What finally prompted me to write this entry was when I heard an ad for his show this morning. Apparently, he's going to talk to that woman who just had eight kids despite the fact that she already had twenty-seven (or something) while not having a husband or a job. They had a brief soundbite, and he was telling her, "These aren't dolls we're talking about here!"


Gee, really, Dr. Phil? Man, you must have some kinda fancy fricken' degree to figure that crap out.
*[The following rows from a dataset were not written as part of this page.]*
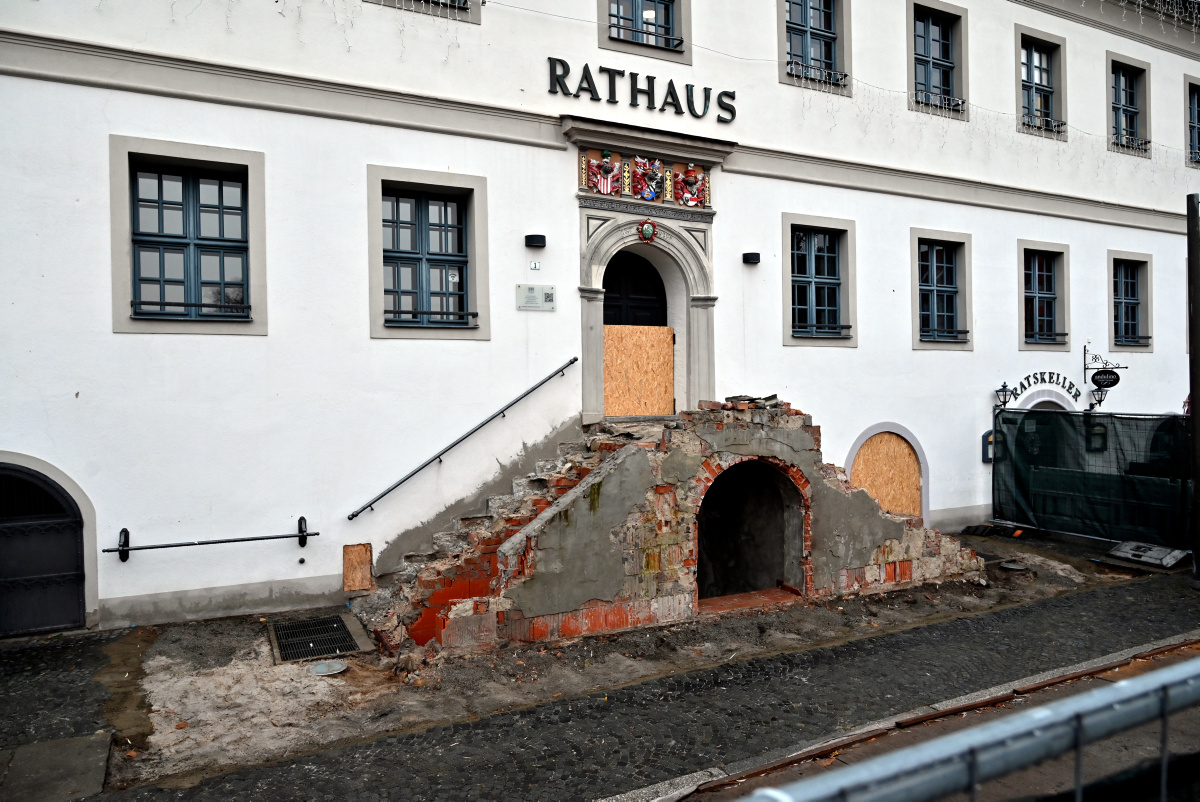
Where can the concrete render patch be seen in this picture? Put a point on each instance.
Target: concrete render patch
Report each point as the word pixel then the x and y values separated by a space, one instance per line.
pixel 225 600
pixel 665 791
pixel 53 771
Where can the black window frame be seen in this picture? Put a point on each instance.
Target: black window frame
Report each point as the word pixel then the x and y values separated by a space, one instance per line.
pixel 1127 303
pixel 199 250
pixel 801 30
pixel 1126 105
pixel 810 318
pixel 939 306
pixel 1193 124
pixel 1039 83
pixel 1042 295
pixel 631 27
pixel 927 61
pixel 430 295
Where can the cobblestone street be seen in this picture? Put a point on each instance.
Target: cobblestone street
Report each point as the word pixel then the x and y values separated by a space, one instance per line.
pixel 613 742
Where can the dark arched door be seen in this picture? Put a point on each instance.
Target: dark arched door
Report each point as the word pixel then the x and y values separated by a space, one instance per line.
pixel 633 292
pixel 41 555
pixel 639 346
pixel 750 520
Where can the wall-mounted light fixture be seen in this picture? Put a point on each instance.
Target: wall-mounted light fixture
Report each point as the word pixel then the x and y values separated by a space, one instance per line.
pixel 1003 395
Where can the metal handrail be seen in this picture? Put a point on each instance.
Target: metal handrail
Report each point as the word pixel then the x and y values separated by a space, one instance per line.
pixel 960 761
pixel 124 548
pixel 437 458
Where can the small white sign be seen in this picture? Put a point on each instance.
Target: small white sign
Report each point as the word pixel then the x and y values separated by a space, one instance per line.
pixel 535 298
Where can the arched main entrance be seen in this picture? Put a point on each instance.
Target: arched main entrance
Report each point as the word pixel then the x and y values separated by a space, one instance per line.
pixel 751 519
pixel 681 256
pixel 41 555
pixel 639 345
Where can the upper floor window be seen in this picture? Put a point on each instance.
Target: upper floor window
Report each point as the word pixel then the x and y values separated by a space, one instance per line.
pixel 939 287
pixel 646 22
pixel 1127 304
pixel 191 253
pixel 1194 124
pixel 813 40
pixel 934 59
pixel 425 261
pixel 816 283
pixel 1127 127
pixel 1042 298
pixel 1038 88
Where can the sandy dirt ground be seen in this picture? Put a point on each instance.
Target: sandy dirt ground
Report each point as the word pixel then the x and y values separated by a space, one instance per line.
pixel 213 698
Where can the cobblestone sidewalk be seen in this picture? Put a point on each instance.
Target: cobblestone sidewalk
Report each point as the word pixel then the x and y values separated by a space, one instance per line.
pixel 609 743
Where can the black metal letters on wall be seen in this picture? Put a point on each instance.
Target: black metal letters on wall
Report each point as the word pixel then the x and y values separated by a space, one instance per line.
pixel 641 89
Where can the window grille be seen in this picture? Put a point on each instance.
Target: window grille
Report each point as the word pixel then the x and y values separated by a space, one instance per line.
pixel 813 41
pixel 191 253
pixel 425 261
pixel 1127 304
pixel 646 22
pixel 1037 89
pixel 816 283
pixel 934 60
pixel 1041 298
pixel 1194 124
pixel 939 288
pixel 1126 113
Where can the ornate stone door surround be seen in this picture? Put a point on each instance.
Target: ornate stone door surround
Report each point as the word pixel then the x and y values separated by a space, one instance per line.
pixel 684 244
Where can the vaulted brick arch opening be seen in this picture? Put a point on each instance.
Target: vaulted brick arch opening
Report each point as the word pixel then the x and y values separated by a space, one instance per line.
pixel 750 530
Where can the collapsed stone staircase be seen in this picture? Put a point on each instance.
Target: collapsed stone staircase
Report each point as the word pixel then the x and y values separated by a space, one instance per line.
pixel 465 563
pixel 604 537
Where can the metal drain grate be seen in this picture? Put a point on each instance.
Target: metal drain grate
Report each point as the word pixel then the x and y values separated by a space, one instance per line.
pixel 300 640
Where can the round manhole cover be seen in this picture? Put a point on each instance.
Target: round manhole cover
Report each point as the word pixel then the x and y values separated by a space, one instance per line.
pixel 327 668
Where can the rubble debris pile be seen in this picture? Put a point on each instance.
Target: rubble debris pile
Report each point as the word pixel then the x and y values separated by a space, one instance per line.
pixel 605 537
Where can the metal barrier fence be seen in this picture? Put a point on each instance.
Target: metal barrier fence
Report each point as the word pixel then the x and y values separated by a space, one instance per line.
pixel 961 761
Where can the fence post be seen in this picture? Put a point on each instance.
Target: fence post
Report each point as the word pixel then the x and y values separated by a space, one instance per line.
pixel 1194 371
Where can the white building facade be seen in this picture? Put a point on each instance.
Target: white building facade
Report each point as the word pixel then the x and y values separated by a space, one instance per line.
pixel 930 217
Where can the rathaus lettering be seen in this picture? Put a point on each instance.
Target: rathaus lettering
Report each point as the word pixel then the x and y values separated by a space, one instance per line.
pixel 697 106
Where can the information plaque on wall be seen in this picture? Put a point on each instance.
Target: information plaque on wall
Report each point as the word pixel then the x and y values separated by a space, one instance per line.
pixel 535 298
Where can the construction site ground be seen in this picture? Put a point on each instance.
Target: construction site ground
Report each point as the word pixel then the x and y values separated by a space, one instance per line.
pixel 201 711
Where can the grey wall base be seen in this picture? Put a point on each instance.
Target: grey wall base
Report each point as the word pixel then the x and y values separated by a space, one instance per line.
pixel 217 602
pixel 952 519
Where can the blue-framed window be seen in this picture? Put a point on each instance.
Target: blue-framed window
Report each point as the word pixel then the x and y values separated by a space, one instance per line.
pixel 1194 123
pixel 1126 111
pixel 1042 298
pixel 191 253
pixel 816 283
pixel 425 259
pixel 937 277
pixel 647 22
pixel 1127 303
pixel 813 40
pixel 1037 87
pixel 934 59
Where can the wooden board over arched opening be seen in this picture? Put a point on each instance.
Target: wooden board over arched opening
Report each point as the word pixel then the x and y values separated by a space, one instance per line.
pixel 888 468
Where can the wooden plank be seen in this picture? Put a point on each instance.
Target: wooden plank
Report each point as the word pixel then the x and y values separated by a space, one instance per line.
pixel 639 370
pixel 887 467
pixel 357 567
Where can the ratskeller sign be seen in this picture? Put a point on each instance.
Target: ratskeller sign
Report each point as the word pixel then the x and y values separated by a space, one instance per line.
pixel 559 71
pixel 1047 377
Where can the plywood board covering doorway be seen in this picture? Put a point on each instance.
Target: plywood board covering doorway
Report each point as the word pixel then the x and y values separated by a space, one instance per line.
pixel 888 468
pixel 639 370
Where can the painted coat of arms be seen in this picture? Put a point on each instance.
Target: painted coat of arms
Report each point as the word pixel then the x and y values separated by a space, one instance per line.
pixel 648 180
pixel 690 187
pixel 604 175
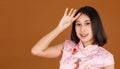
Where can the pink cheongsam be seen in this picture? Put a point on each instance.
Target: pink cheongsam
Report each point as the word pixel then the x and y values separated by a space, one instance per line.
pixel 76 56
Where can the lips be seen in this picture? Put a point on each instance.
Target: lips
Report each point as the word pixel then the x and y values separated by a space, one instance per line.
pixel 84 35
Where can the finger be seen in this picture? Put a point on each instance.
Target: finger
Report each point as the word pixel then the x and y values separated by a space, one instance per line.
pixel 73 13
pixel 77 16
pixel 66 10
pixel 70 12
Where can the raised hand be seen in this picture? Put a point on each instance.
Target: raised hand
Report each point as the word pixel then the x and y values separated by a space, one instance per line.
pixel 68 18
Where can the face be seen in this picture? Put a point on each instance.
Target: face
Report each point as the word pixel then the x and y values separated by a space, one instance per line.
pixel 83 29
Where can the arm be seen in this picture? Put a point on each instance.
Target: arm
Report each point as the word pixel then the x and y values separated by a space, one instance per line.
pixel 42 47
pixel 109 67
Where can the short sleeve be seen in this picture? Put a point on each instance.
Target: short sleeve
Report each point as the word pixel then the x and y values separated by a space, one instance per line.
pixel 107 57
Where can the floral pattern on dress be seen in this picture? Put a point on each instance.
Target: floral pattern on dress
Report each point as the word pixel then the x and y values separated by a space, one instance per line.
pixel 89 57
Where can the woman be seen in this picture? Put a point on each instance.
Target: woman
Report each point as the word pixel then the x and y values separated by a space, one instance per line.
pixel 84 50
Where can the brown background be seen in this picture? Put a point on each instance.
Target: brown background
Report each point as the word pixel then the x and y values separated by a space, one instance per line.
pixel 24 22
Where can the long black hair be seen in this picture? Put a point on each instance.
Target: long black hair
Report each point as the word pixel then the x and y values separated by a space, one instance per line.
pixel 97 27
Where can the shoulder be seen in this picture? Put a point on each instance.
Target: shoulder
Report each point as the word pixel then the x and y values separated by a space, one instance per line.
pixel 68 44
pixel 106 56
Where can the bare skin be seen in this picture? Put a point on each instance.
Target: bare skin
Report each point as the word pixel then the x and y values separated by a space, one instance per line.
pixel 42 47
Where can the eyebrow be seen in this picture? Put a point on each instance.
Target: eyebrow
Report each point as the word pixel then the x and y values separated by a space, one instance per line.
pixel 84 21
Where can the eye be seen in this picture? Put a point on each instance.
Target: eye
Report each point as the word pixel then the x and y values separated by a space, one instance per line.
pixel 78 24
pixel 88 23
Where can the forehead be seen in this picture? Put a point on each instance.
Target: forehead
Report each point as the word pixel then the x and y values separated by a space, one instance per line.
pixel 83 17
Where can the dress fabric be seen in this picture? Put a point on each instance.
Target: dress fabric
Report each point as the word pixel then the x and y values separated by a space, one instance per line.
pixel 76 56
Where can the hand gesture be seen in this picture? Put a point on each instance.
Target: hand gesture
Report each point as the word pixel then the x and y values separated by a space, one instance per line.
pixel 68 18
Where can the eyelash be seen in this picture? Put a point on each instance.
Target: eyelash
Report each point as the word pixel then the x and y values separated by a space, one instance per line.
pixel 78 24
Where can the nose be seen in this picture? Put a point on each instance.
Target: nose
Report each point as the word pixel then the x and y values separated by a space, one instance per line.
pixel 83 28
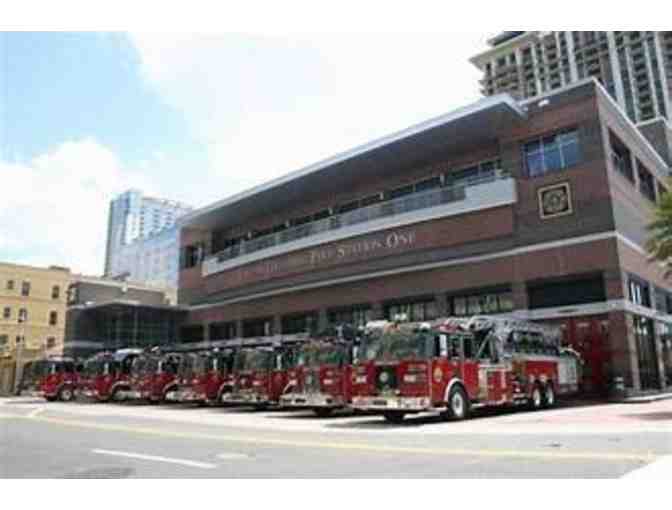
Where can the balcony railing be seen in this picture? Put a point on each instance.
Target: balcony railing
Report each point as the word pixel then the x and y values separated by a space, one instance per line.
pixel 409 203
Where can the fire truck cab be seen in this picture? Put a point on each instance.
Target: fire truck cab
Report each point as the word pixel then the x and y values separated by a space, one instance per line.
pixel 321 377
pixel 455 365
pixel 153 376
pixel 106 375
pixel 259 375
pixel 54 378
pixel 203 376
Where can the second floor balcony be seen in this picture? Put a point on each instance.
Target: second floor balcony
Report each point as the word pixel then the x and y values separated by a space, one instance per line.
pixel 461 197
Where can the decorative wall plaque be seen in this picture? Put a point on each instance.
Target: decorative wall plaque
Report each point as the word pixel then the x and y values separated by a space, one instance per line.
pixel 555 200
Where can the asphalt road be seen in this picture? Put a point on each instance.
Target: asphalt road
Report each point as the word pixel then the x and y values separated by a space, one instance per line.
pixel 56 440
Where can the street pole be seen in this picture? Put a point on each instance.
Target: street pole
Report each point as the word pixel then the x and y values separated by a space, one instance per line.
pixel 18 372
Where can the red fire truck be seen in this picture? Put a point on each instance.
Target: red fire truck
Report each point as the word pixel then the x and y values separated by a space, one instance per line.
pixel 106 375
pixel 54 378
pixel 259 375
pixel 203 377
pixel 321 378
pixel 456 365
pixel 153 376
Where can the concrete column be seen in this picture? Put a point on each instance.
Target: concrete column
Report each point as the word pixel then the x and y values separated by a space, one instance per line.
pixel 377 311
pixel 322 319
pixel 442 305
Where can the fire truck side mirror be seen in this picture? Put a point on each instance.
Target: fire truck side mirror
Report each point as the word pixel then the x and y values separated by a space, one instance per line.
pixel 443 346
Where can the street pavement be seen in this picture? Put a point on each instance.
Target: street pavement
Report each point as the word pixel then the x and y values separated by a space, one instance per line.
pixel 90 440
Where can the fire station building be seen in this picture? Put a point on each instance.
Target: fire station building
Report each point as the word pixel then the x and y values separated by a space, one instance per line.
pixel 534 208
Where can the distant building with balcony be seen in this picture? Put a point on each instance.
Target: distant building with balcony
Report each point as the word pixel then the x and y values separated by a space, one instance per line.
pixel 142 239
pixel 530 208
pixel 634 67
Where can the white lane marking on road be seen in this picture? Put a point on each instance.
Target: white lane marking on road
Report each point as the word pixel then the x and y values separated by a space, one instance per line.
pixel 660 469
pixel 35 412
pixel 141 456
pixel 232 456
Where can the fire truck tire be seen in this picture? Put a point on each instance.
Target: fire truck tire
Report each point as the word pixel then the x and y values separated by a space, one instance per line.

I'm sure that he's going to get to the bottom of this and finally cure this woman of her dimwittery.


What an ass.

1 comment:

Ingrid said...

I used to like him too, though I don't get a chance to see his show. I only see him on Larry King, and on or in magazines. He has been getting on my nerves for quite a while for the same reasons you mentioned.
It just shows how helpless people are in solving their problems and how people like him take advantage of it. Maybe he could support the dolls and their mother so the taxpayer wouldn't have to do it.